Skyscraper cabbages: That’s how botanist Edgar Anderson described the massive kale endemic to Jersey, the little island off the coast of France. You can almost hear the wonder in his voice as he recalls his visit: “The lower leaves had all been harvested from time to time, as green food for cattle, and the plants had kept on growing until they were well over my head; I really walked in their shade.”
Up until recently, 12-foot kale was a common sight on the island of Jersey. Dotted throughout the agricultural landscape, the plants dwarfed everything except for full-sized trees. They clumped in thickets between potato fields, served as posts for beans to twine around, and even formed living fences. With their strange, nubbly stalks and drooping, silvery leaves, they looked like palms, lending the temperate little island an oddly tropical appearance.

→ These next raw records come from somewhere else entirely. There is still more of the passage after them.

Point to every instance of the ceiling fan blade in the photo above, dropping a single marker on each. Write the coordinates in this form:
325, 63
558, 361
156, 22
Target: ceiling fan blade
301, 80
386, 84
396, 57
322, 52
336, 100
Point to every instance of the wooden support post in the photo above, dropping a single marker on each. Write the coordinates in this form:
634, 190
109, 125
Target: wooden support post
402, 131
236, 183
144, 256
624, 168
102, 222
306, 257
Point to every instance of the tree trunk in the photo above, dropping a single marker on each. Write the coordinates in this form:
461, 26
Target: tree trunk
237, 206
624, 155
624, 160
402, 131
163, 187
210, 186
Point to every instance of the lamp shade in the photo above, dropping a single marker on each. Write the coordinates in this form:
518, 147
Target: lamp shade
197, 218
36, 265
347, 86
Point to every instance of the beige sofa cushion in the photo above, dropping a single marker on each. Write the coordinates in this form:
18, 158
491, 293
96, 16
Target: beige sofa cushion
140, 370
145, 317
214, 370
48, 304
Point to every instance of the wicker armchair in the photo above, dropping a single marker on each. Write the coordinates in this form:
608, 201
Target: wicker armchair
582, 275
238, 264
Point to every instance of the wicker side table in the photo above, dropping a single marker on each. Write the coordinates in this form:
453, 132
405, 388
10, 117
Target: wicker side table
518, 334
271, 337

Jersey’s gentle climate, stabilized by the sea, provides the perfect conditions for monster kale stalks to shoot towards the sky. Sown in the late summer, the plants could keep growing all through the island’s mild winter. The crop’s primary use, at least at first, was as animal fodder; according to some accounts, just 60 plants were sufficient to keep a cow fed for a year. Rolls of the famously rich and golden Jersey butter those cows produced could be wrapped up in leaves from the same plants before being taken to market. Another Jersey delicacy, the cabbage loaf, got its flavor from being baked between two jumbo leaves.
Although the plant is now known mostly as Jersey kale, it has gone by many names, attesting to its long history of human cultivation. In French, it was known as chou cavalier; in Portuguese, couve galega; in English, long jacks. Scientists knew it by the mellifluous name of Brassica oleracea longata; Victorian-era salesmen rebranded it under the tempting title “Waterloo Caesarian Evergreen Cow Cabbage.”

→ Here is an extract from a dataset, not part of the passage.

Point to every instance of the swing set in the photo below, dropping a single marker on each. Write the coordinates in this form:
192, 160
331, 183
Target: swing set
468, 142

It’s hard to say exactly where the crop originated or how it came to attain its ultimate towering form. But we do know that it was the Jersey growers who hit upon the bizarre innovation that guaranteed the plant’s fame: kale walking sticks. On the island, after the plants had served their purpose as fodder, they lived a second life. Craftspeople on Jersey dried, sanded, varnished, and transformed them into canes. Particularly ingenious growers even discovered a method of digging up their kale and replanting it at a slant, so that the stem would grow into a curved handle.
When you hear “kale walking sticks,” what do you imagine? Whatever you’re picturing, I’m willing to bet that the real article is much more elegant: golden brown, appealingly knobbly, and extraordinarily light. They were irresistible souvenirs. “Nearly everyone who goes to Jersey brings home a walking-stick made of the dried stalks of Jersey cabbages,” declared an 1899 edition of The Strand Magazine. Tourists were struck with “Jersey fever”—the irresistible desire to own a kale walking stick. Their friends back home would have to content themselves with postcards of farmers grinning up from the shade of their kale forests.

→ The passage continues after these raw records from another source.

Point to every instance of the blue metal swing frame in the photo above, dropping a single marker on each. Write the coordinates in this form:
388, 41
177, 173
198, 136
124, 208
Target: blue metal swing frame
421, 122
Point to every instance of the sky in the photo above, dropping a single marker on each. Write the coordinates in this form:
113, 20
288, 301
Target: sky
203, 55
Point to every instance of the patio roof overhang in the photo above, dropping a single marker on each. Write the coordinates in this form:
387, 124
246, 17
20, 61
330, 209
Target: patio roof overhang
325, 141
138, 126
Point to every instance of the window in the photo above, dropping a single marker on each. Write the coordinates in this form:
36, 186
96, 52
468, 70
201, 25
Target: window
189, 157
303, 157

But fashions fade. Perhaps it was the fact that farmers had begun to turn to other forms of fodder, or perhaps it was the rise in cheap air travel, which encouraged English tourists to travel much farther afield than Jersey. But by the 1970s, walking-stick kale had become a rare sight. Today, there are only two traditional walking-stick kale growers working on the island: Philip and Jacqueline Johnson.
The pair stumbled into the business more or less accidentally. They grew their first walking-stick kale on the suggestion of their five-year-old son, Robin. Soon enough, their backyard had been transformed into a kale forest, and they found themselves at the helm of a miniature cottage industry. The process is time-intensive—it takes more than a year to grow each plant, and two to three years to dry them completely—but they find that it’s worth the work to keep the tradition alive.
To learn more about what it’s like to grow walking-stick kale, I spoke to contemporary artist John Newling, who has made extensive use of the plant in his work. To him, they serve as a very literal representation of the way nature supports human life. For one exhibition, Newling started by planting about 120 walking-stick kale plants in his back garden. It was demanding work: Each day, he had to pick off the plants’ leaves in pairs, in order to encourage them to shoot up sky high.
The plants quickly attracted attention. As Newling recounted, “They do give off, en masse—the way we were doing them, over a hundred in a small garden—quite a smell of cabbage.” Newling’s neighbors went hunting for the source. “We had to invite them to the garden and explain what we were doing. They loved it! They kept popping by to see them; they couldn’t believe these things, growing like trees, very quickly.” The aroma attracted other visitors too. “One day, in the middle of summer, I thought it was snowing,” Newling recalled. “It was cabbage whitefly… There must have been hundreds of thousands of them, all descended at the same time.”
If you’re willing to brave cabbage odors and whitefly blizzards, you too can grow your own walking stick. Just a year of growing, two years of drying, and a few hours of sanding and polishing, and you’ll be the spitting image of a fashionable English tourist, circa 1890.